AN ANALYSIS OF THE DIRECTORS’ DUTY TO ACT IN THE BEST INTERESTS OF THE COMPANY, THROUGH THE LENS OF THE BUSINESS JUDGMENT RULE
Keywords:Directors, business-judgment rule, good faith, best interests of the company, director’s duty, standard of directors’ conduct, interests, company, rationality criterion
Directors are required to exercise their powers and perform their functions in good faith and for a proper purpose with the overarching promotional purpose being the best interests of the company. This is a fundamental duty which qualifies the exercise of any of the powers which the directors in fact have. The business-judgment rule provides the circumstances in which the duty to act in the best interests of the company (and the duty of care, skill and diligence) will be satisfied by a director.
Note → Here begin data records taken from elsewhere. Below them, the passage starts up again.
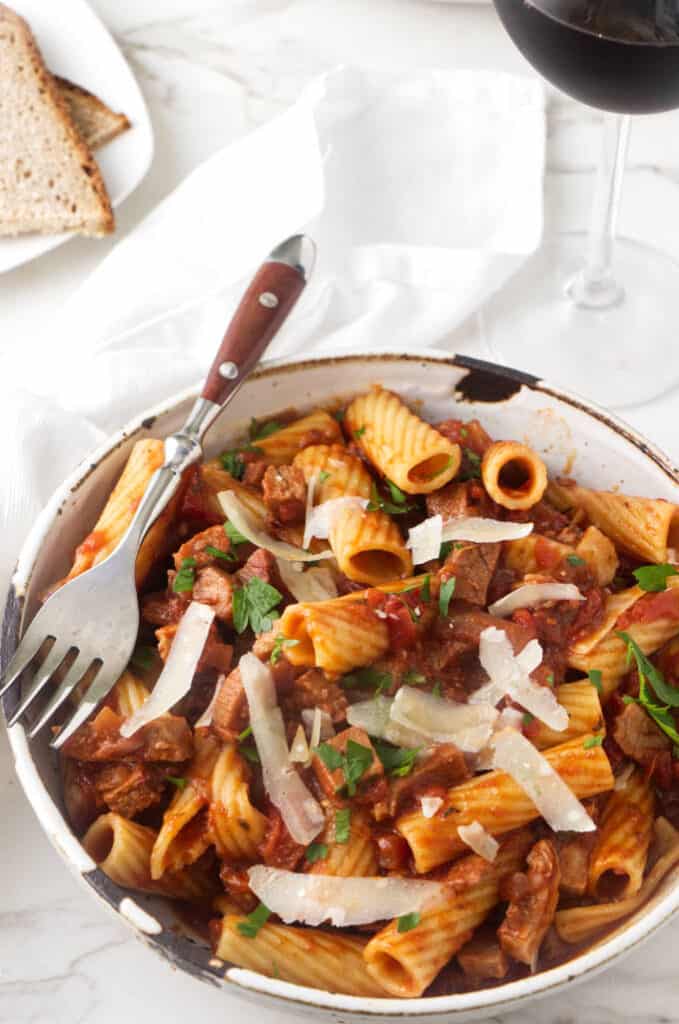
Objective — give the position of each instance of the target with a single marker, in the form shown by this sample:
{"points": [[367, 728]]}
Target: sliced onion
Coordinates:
{"points": [[430, 805], [535, 593], [479, 840], [345, 902], [556, 803], [441, 721], [322, 518], [300, 811], [312, 585], [510, 675], [177, 675], [484, 530], [319, 725], [252, 528], [425, 540], [299, 751], [206, 718]]}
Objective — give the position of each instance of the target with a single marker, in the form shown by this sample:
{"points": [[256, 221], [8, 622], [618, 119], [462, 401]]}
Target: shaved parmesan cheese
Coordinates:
{"points": [[322, 518], [177, 675], [510, 675], [319, 725], [252, 528], [345, 902], [425, 540], [430, 805], [299, 810], [556, 803], [299, 752], [440, 721], [483, 530], [206, 718], [535, 593], [312, 585], [479, 840]]}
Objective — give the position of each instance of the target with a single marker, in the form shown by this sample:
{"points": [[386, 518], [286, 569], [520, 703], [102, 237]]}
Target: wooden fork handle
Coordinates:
{"points": [[265, 305]]}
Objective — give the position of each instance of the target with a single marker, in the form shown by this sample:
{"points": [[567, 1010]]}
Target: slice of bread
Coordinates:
{"points": [[49, 181], [95, 122]]}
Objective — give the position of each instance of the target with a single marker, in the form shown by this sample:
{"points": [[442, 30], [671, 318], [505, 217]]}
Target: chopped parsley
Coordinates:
{"points": [[368, 679], [446, 593], [354, 762], [142, 656], [651, 688], [234, 535], [396, 761], [595, 679], [379, 504], [185, 577], [444, 550], [316, 851], [232, 462], [279, 644], [258, 431], [250, 927], [653, 578], [177, 780], [226, 556], [342, 824], [253, 605]]}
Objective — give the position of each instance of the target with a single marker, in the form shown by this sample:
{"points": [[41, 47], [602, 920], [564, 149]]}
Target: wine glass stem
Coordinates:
{"points": [[594, 287]]}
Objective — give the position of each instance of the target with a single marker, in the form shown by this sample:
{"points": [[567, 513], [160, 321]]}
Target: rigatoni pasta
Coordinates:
{"points": [[370, 769]]}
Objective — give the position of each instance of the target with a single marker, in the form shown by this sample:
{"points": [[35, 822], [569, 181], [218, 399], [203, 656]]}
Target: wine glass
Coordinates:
{"points": [[597, 316]]}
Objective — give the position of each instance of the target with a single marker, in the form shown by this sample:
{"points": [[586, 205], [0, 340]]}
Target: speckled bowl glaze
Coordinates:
{"points": [[573, 437]]}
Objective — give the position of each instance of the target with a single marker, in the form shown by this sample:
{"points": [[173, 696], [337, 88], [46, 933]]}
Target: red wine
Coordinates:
{"points": [[621, 55]]}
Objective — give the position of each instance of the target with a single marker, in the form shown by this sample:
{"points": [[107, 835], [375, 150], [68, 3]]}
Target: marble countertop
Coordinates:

The main purpose of this article is to examine the meaning, nature and extent of the director’s duty to act in the best interests of the company through the lens of the business-judgment rule. The duty to act in the best interests of the company will be considered in two different contexts, firstly as a phrase with the emphasis on the meaning of the word “interests” and “company”; secondly, as a “standard of directors’ conduct” which will focus on the duty’s link with the rationality criterion. In order to achieve the purpose of the article and due to the fact that the Companies Act 71 of 2008 partially codifies the fiduciary duties, the statutory interpretation of the standards of directors’ conduct provision will also be considered. This will enable the research to properly interpret and analyse the relevant provisions in light of the common-law principles. Lastly, the research will identify categories of conduct that may not constitute good faith, thereby indicating that the rationality criterion will not be satisfied.